Additionally, efforts to strengthen the physician workforce must also account for the growing debt that physicians have when they complete their training. It has been shown that 76 percent of medical school graduates have student loans, averaging approximately $190,000.27 Recognizing the importance of a physician-lead medical team, a number of states have implemented graduate medical education and loan repayment programs that have been effective in recruiting physicians to practice in specialties and geographic areas of need.28
Additionally, there should be further exploration of unique models of care that are demonstrated to be effective and can be replicated. One such example is the “Flu FIT” clinic model. The FluFIT initiative was a partnership among Penn Medicine, the Enon Tabernacle Baptist Church and the Einstein Healthcare Network.29 Out of 335 people who registered for the flu clinic, 192 (57.3%) were eligible for CRC screening; 93.8% of whom self-identified as Black. The individuals who were eligible for CRC screening were provided with a take-home fecal immunochemical test (FIT). Out of 192 people, 154 (80.3%) returned their tests. Out of the 154 individuals who returned their tests, 13 had positive test results and received letters referring them for colonoscopies.30
The FluFIT initiative is an example of an innovative way to reach people and facilitate CRC screening. It also demonstrates the limitations of unconventional models of care that are provided outside of the medical home or without coordination with a primary care practice.

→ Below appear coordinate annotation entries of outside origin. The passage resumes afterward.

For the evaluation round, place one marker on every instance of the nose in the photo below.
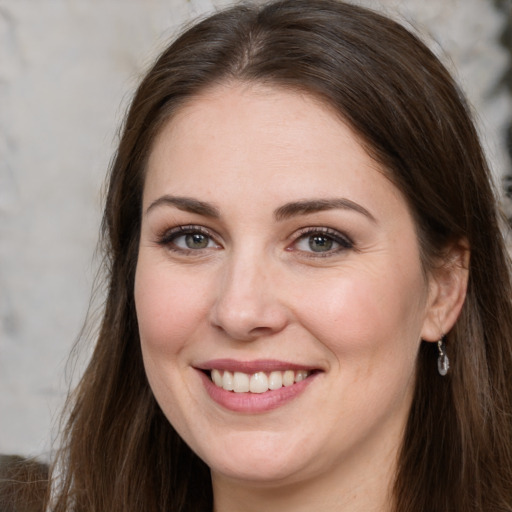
(249, 304)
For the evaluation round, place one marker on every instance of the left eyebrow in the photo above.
(318, 205)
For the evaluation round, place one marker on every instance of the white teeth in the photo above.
(258, 382)
(240, 382)
(288, 377)
(275, 380)
(227, 381)
(217, 378)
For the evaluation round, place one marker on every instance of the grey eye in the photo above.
(320, 243)
(196, 241)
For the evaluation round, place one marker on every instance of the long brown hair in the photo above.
(119, 452)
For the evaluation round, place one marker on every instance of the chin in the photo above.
(258, 460)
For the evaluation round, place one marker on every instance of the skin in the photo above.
(258, 290)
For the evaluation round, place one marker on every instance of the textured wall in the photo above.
(67, 68)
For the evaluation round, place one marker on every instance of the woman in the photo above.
(309, 296)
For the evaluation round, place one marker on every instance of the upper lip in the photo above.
(260, 365)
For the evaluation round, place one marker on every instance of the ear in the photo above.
(447, 290)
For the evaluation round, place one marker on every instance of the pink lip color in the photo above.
(251, 403)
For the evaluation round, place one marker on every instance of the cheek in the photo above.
(367, 312)
(169, 306)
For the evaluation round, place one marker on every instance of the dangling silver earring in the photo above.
(443, 363)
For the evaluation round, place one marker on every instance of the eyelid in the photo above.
(167, 236)
(345, 242)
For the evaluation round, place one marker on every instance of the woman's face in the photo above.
(277, 259)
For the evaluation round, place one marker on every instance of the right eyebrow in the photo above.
(187, 204)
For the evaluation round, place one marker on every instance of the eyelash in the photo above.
(169, 237)
(344, 242)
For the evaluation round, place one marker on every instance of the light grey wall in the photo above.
(67, 69)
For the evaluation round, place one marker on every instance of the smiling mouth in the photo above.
(259, 382)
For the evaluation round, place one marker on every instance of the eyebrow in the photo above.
(288, 210)
(187, 204)
(317, 205)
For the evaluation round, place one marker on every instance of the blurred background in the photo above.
(67, 72)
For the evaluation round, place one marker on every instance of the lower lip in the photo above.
(255, 402)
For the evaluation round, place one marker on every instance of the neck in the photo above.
(362, 487)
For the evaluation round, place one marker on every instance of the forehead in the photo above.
(263, 142)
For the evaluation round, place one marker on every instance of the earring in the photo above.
(443, 363)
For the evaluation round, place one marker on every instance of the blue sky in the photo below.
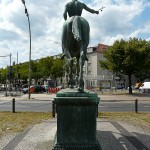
(121, 19)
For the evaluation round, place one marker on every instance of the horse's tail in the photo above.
(76, 28)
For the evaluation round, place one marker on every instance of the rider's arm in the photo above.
(65, 12)
(90, 10)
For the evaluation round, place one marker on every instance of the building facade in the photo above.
(94, 75)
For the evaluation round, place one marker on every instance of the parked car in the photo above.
(39, 89)
(46, 87)
(137, 85)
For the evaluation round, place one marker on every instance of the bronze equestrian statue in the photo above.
(75, 39)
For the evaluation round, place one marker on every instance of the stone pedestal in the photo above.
(76, 120)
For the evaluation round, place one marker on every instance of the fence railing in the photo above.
(135, 105)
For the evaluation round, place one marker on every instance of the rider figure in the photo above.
(74, 8)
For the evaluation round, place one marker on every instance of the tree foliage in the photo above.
(128, 58)
(43, 68)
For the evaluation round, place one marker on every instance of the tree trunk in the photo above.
(130, 88)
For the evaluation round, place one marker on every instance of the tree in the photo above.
(128, 58)
(57, 68)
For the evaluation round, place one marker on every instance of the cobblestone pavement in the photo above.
(110, 134)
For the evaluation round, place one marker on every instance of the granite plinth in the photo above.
(76, 120)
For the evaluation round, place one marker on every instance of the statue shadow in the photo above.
(123, 140)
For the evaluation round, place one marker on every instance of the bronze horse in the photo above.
(75, 40)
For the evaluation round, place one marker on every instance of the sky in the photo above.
(120, 19)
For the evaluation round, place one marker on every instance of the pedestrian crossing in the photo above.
(111, 135)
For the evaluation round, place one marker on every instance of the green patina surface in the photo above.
(73, 95)
(76, 120)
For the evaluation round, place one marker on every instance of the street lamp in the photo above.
(29, 83)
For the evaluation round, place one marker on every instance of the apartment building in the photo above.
(94, 75)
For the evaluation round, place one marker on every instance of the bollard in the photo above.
(13, 105)
(136, 105)
(53, 109)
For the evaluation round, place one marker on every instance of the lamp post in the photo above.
(29, 83)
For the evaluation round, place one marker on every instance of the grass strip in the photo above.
(16, 122)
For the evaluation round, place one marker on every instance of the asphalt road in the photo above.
(46, 106)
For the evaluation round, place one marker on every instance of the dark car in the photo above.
(34, 89)
(39, 89)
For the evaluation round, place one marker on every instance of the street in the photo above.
(104, 106)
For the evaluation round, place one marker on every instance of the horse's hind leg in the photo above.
(71, 82)
(82, 60)
(77, 71)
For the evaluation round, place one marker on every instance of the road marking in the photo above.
(146, 106)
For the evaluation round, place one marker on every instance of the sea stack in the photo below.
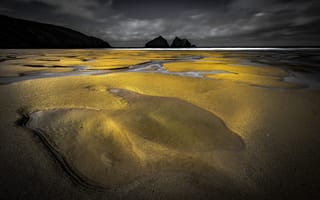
(158, 42)
(181, 43)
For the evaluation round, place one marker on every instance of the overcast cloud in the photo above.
(203, 22)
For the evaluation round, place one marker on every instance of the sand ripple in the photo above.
(154, 134)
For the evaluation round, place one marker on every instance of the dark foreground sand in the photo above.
(147, 135)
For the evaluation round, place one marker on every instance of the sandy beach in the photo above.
(134, 124)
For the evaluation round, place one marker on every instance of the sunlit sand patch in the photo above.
(111, 148)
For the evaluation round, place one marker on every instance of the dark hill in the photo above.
(19, 33)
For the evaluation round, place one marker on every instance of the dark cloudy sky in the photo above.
(204, 22)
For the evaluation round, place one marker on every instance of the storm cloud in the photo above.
(205, 23)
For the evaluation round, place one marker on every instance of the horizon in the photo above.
(232, 23)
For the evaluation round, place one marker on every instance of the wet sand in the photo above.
(157, 125)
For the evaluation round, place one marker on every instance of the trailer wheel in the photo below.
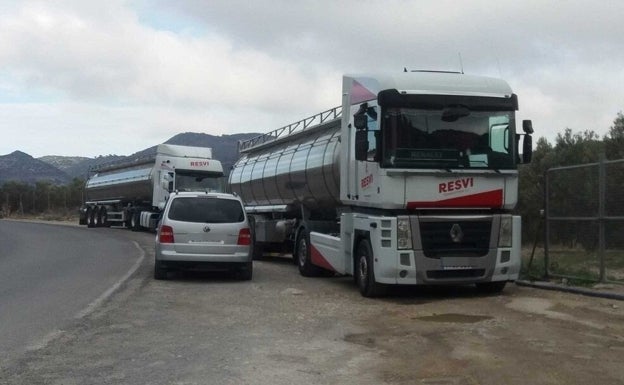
(365, 272)
(302, 255)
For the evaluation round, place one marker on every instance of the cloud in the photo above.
(158, 68)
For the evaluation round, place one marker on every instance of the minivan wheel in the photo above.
(160, 272)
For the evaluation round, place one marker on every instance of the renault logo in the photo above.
(456, 233)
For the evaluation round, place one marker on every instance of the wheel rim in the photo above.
(302, 252)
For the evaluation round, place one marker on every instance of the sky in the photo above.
(90, 77)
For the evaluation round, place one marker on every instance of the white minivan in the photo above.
(208, 231)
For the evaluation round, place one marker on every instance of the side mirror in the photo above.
(360, 121)
(527, 148)
(361, 144)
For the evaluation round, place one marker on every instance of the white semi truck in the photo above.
(133, 192)
(411, 181)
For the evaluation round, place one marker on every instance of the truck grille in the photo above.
(455, 238)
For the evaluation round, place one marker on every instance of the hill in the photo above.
(21, 167)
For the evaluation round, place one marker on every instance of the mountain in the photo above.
(21, 167)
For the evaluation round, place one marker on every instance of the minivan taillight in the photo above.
(244, 237)
(165, 234)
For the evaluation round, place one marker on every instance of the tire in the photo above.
(98, 217)
(135, 221)
(365, 272)
(104, 217)
(302, 256)
(160, 273)
(91, 217)
(245, 273)
(491, 287)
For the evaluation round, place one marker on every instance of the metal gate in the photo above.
(584, 222)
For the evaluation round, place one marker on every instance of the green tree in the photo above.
(614, 140)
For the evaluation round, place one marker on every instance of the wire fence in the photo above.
(584, 222)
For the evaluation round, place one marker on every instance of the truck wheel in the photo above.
(365, 272)
(104, 217)
(491, 287)
(135, 219)
(160, 272)
(302, 255)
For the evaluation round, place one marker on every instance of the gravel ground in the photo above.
(281, 328)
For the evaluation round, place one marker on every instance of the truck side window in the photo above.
(374, 135)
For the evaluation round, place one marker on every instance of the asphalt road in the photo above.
(281, 328)
(51, 275)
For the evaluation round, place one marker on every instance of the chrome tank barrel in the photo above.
(135, 184)
(300, 169)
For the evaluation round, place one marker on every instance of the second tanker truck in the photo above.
(133, 192)
(411, 181)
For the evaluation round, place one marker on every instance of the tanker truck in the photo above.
(133, 192)
(411, 181)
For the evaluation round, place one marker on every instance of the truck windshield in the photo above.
(452, 138)
(194, 181)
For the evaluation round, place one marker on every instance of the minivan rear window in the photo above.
(206, 210)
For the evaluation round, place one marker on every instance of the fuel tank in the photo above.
(301, 169)
(124, 184)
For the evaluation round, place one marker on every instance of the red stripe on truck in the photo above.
(488, 199)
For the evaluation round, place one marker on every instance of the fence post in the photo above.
(601, 215)
(546, 226)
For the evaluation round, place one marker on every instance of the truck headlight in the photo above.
(404, 233)
(505, 232)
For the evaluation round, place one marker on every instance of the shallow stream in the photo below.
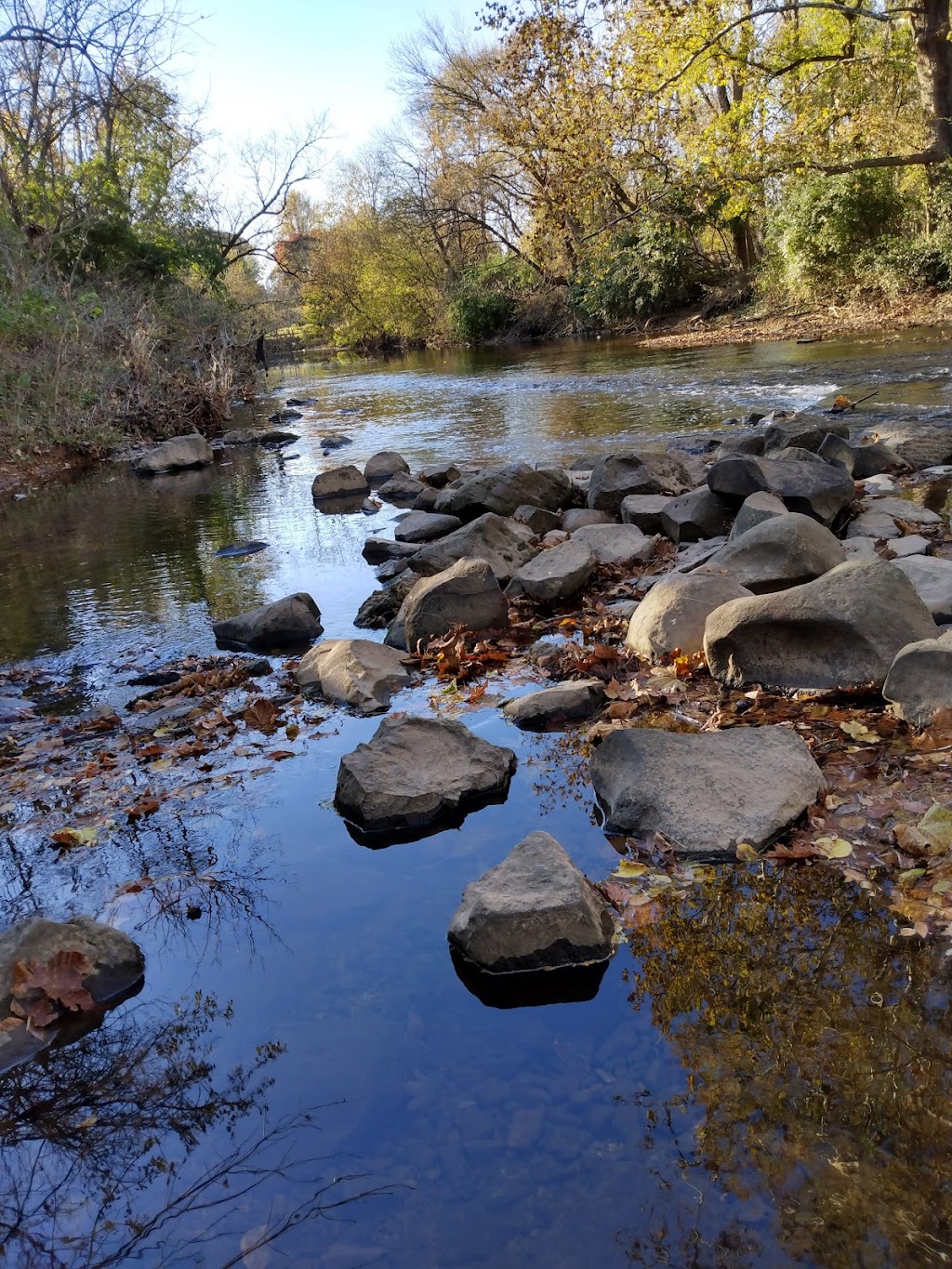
(760, 1078)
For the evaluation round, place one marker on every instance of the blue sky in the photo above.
(261, 66)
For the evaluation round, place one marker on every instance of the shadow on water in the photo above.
(760, 1077)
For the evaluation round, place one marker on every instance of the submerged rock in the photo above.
(284, 623)
(705, 793)
(178, 453)
(534, 911)
(919, 683)
(339, 482)
(566, 702)
(840, 631)
(671, 615)
(354, 671)
(417, 772)
(466, 594)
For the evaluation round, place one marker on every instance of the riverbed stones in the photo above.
(565, 702)
(705, 793)
(178, 453)
(416, 772)
(615, 543)
(424, 527)
(402, 490)
(285, 623)
(840, 631)
(534, 911)
(671, 615)
(504, 489)
(553, 574)
(817, 489)
(933, 583)
(754, 510)
(618, 476)
(466, 594)
(354, 671)
(384, 465)
(919, 683)
(117, 962)
(695, 515)
(643, 510)
(777, 553)
(339, 482)
(537, 518)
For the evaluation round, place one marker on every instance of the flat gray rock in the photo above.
(284, 623)
(178, 453)
(706, 793)
(339, 482)
(933, 583)
(354, 671)
(671, 615)
(840, 631)
(615, 543)
(504, 545)
(555, 574)
(919, 683)
(534, 911)
(426, 527)
(777, 553)
(465, 594)
(416, 772)
(565, 702)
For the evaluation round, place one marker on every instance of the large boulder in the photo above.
(465, 594)
(754, 510)
(178, 453)
(504, 489)
(615, 543)
(534, 911)
(618, 476)
(287, 622)
(671, 617)
(840, 631)
(503, 543)
(354, 671)
(705, 793)
(417, 772)
(384, 465)
(779, 552)
(339, 482)
(919, 683)
(553, 574)
(801, 431)
(933, 583)
(695, 517)
(565, 702)
(817, 489)
(424, 527)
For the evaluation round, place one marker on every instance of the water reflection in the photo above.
(819, 1049)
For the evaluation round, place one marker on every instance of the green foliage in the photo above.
(652, 270)
(483, 302)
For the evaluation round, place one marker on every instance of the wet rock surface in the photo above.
(532, 911)
(707, 793)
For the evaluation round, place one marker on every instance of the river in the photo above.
(760, 1078)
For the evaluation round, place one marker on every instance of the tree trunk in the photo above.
(933, 68)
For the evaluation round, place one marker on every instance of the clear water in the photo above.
(761, 1077)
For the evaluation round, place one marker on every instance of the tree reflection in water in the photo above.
(100, 1153)
(820, 1050)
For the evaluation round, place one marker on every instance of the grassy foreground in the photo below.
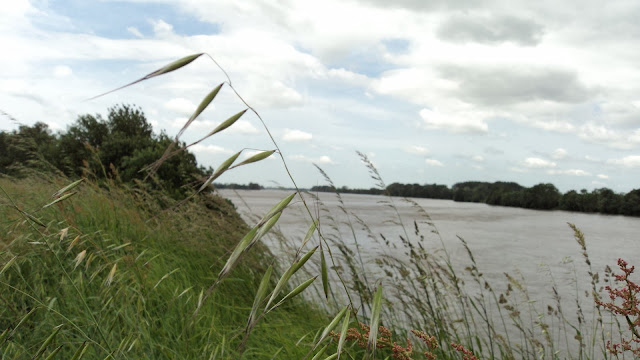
(112, 275)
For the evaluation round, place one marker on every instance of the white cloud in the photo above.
(572, 172)
(604, 135)
(630, 161)
(456, 123)
(209, 149)
(537, 163)
(296, 135)
(416, 150)
(161, 28)
(243, 127)
(319, 160)
(433, 162)
(61, 71)
(559, 154)
(249, 153)
(134, 31)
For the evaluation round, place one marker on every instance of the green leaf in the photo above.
(312, 229)
(300, 288)
(331, 325)
(203, 105)
(61, 198)
(260, 295)
(325, 275)
(235, 255)
(375, 319)
(8, 265)
(225, 124)
(54, 353)
(80, 352)
(278, 208)
(47, 342)
(298, 264)
(163, 70)
(222, 168)
(257, 157)
(31, 217)
(320, 353)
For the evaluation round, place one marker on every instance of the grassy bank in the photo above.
(110, 270)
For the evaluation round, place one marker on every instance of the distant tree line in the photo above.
(540, 196)
(119, 147)
(250, 186)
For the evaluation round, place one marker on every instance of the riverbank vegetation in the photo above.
(101, 260)
(539, 197)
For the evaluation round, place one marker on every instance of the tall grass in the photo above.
(109, 273)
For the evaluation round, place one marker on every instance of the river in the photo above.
(536, 247)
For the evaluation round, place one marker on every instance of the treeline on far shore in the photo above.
(540, 197)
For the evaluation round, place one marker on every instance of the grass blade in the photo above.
(80, 352)
(325, 275)
(235, 255)
(66, 188)
(307, 237)
(31, 217)
(8, 265)
(276, 209)
(222, 168)
(46, 343)
(375, 319)
(203, 105)
(260, 295)
(225, 124)
(163, 70)
(300, 288)
(257, 157)
(331, 325)
(343, 333)
(320, 353)
(298, 264)
(61, 198)
(54, 353)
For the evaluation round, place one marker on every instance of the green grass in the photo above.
(163, 262)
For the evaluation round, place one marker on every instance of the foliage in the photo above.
(119, 147)
(540, 196)
(625, 302)
(135, 277)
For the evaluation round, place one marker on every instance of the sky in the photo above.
(432, 91)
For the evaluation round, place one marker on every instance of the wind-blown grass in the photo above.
(141, 280)
(105, 272)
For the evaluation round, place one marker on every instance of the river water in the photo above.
(537, 247)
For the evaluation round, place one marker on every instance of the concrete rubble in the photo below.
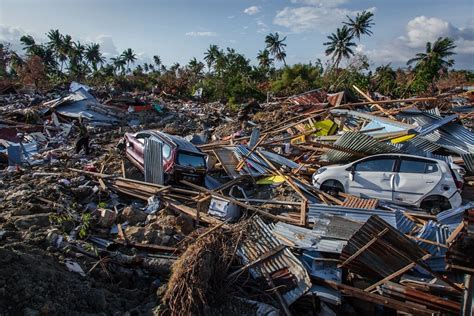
(87, 233)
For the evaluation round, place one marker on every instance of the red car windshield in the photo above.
(190, 160)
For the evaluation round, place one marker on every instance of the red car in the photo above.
(181, 159)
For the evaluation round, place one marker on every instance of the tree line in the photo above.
(228, 74)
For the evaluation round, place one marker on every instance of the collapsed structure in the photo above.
(255, 236)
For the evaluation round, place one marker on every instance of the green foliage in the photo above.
(297, 79)
(85, 225)
(229, 75)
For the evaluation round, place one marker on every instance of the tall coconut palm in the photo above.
(211, 55)
(196, 66)
(361, 24)
(93, 55)
(264, 59)
(276, 46)
(56, 43)
(435, 55)
(129, 56)
(157, 60)
(119, 63)
(340, 45)
(30, 46)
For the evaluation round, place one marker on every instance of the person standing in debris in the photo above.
(83, 138)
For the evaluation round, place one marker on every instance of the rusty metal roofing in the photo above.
(261, 241)
(355, 202)
(390, 252)
(356, 142)
(299, 237)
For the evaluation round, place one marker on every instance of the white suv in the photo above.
(428, 183)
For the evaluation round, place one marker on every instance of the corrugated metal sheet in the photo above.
(451, 136)
(390, 252)
(304, 238)
(435, 232)
(435, 124)
(357, 142)
(335, 227)
(153, 161)
(468, 161)
(404, 224)
(355, 214)
(260, 241)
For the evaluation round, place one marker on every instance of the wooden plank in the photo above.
(395, 274)
(365, 247)
(379, 299)
(376, 104)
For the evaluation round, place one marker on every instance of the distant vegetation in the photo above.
(225, 74)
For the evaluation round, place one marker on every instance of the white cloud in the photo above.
(262, 27)
(311, 18)
(252, 10)
(203, 34)
(12, 35)
(107, 45)
(420, 30)
(321, 3)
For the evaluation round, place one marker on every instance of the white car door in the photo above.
(414, 179)
(373, 177)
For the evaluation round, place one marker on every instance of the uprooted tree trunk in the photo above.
(198, 279)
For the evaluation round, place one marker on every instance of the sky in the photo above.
(178, 30)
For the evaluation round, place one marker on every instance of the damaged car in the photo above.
(181, 159)
(430, 184)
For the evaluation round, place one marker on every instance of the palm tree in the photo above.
(276, 46)
(93, 55)
(56, 43)
(211, 55)
(340, 45)
(435, 55)
(361, 24)
(195, 66)
(157, 60)
(129, 57)
(29, 44)
(264, 59)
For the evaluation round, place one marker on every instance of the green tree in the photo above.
(340, 45)
(119, 63)
(93, 55)
(212, 54)
(361, 24)
(435, 56)
(276, 46)
(264, 59)
(129, 57)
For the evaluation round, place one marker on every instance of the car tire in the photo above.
(435, 204)
(332, 187)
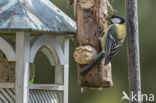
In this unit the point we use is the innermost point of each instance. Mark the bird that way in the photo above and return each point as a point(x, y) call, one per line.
point(111, 41)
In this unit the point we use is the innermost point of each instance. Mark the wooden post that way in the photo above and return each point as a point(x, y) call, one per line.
point(66, 69)
point(133, 49)
point(91, 16)
point(22, 67)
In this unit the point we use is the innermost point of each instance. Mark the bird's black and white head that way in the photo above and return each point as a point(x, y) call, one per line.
point(117, 19)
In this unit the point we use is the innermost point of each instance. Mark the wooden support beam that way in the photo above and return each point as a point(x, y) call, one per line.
point(22, 67)
point(133, 49)
point(66, 70)
point(46, 87)
point(7, 85)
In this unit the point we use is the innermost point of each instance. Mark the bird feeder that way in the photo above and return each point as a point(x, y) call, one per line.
point(35, 24)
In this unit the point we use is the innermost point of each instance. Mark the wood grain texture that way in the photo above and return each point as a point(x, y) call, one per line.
point(88, 23)
point(133, 48)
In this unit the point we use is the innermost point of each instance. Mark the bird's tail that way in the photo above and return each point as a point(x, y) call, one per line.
point(98, 58)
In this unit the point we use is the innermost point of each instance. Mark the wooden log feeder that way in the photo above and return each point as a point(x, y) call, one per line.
point(36, 26)
point(91, 17)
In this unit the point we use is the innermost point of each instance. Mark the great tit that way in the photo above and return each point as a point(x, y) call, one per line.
point(111, 41)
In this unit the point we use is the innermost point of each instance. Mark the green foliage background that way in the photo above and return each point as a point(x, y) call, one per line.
point(147, 27)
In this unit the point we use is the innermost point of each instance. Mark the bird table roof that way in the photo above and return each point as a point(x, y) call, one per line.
point(34, 15)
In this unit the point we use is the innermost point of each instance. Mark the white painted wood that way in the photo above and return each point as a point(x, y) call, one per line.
point(7, 85)
point(51, 44)
point(11, 92)
point(22, 67)
point(66, 69)
point(7, 49)
point(7, 96)
point(59, 70)
point(46, 87)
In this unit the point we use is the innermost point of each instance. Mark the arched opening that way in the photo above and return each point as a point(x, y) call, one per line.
point(44, 71)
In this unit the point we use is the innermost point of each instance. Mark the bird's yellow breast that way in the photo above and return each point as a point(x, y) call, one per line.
point(120, 31)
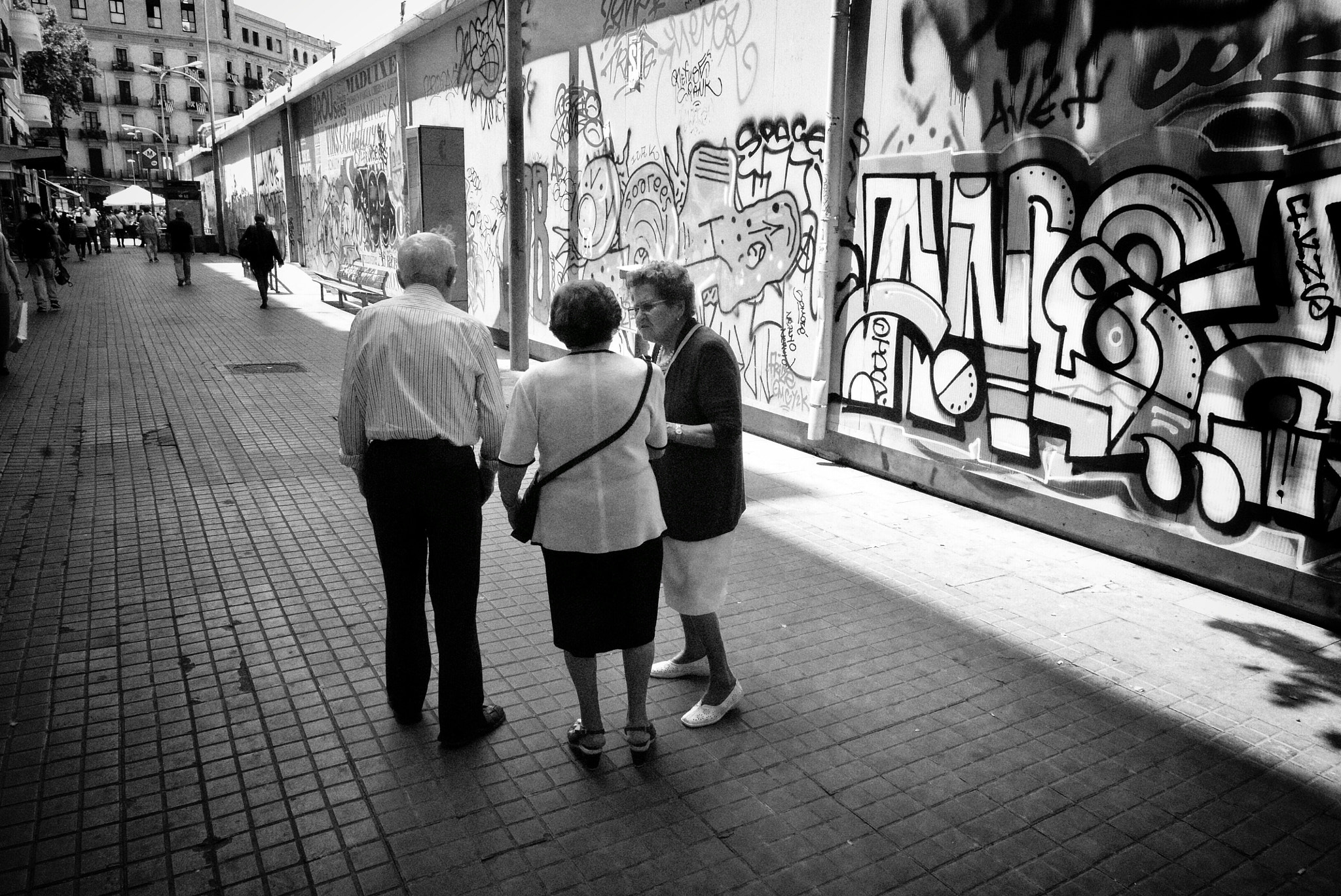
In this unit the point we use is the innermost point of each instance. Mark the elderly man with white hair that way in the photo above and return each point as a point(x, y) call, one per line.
point(420, 389)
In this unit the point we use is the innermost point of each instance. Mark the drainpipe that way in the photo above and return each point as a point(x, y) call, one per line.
point(519, 310)
point(836, 136)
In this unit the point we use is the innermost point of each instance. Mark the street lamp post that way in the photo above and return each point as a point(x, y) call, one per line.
point(137, 129)
point(164, 73)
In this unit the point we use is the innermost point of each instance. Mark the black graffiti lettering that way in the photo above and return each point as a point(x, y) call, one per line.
point(1084, 97)
point(1295, 204)
point(1312, 273)
point(1305, 46)
point(1306, 240)
point(1163, 74)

The article highlighting the FluFIT initiative does not indicate whether the 13 individuals received their follow-up colonoscopies.
CRC screening in accordance with evidence-based guidelines helps prevent cancer or catch it when it is most treatable. However, access to CRC screening is unequal and barriers exist for many Americans. For many access is impacted by geography, financial constraints or other logistical challenges. While there is no single solution, greater access to and integration with a physician-led healthcare team will improve access to screening services and result in better health outcomes.